Kinross has mines and offices in eight countries and accordingly is subject to various taxes, as determined under the tax laws of the countries in which we operate.
The Company’s adjusted effective tax rate was 34.8% in 2013 (based on adjusted net earnings). The Company’s effective tax rate can be affected by a number of factors on an annual basis, including the geographic distribution of income, varying rates in different jurisdictions, the non-recognition of tax assets, mining allowance, foreign currency exchange rate and changes in the tax laws.
Some of our operating properties are held indirectly through subsidiaries organized under the laws of and domiciled in countries other than Canada or the jurisdiction in which our operations are located. All of these countries are included in the Organization for Economic Cooperation and Development (OECD) “white list” (May 2012) of countries that are implementing the internationally agreed tax standard endorsed by G20 Finance Ministers at their Berlin Meeting in 2004 and by the UN Committee of Experts on International Cooperation in Tax Matters at its October 2008 Meeting.

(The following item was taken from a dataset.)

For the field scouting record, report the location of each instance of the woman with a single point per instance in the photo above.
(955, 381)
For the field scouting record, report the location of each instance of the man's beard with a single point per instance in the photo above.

Corporate transactions with and through these subsidiaries are fully disclosed to all relevant tax authorities. According to accepted international practice, all transfers of goods and services between companies within the Company are conducted on an arm’s-length basis. The transfer pricing of such transactions between our companies is in compliance with all current legislation and is based on fair market terms and reflects the commercial nature of the transactions.
Kinross is a member of the Extractive Industries Transparency Initiative (EITI).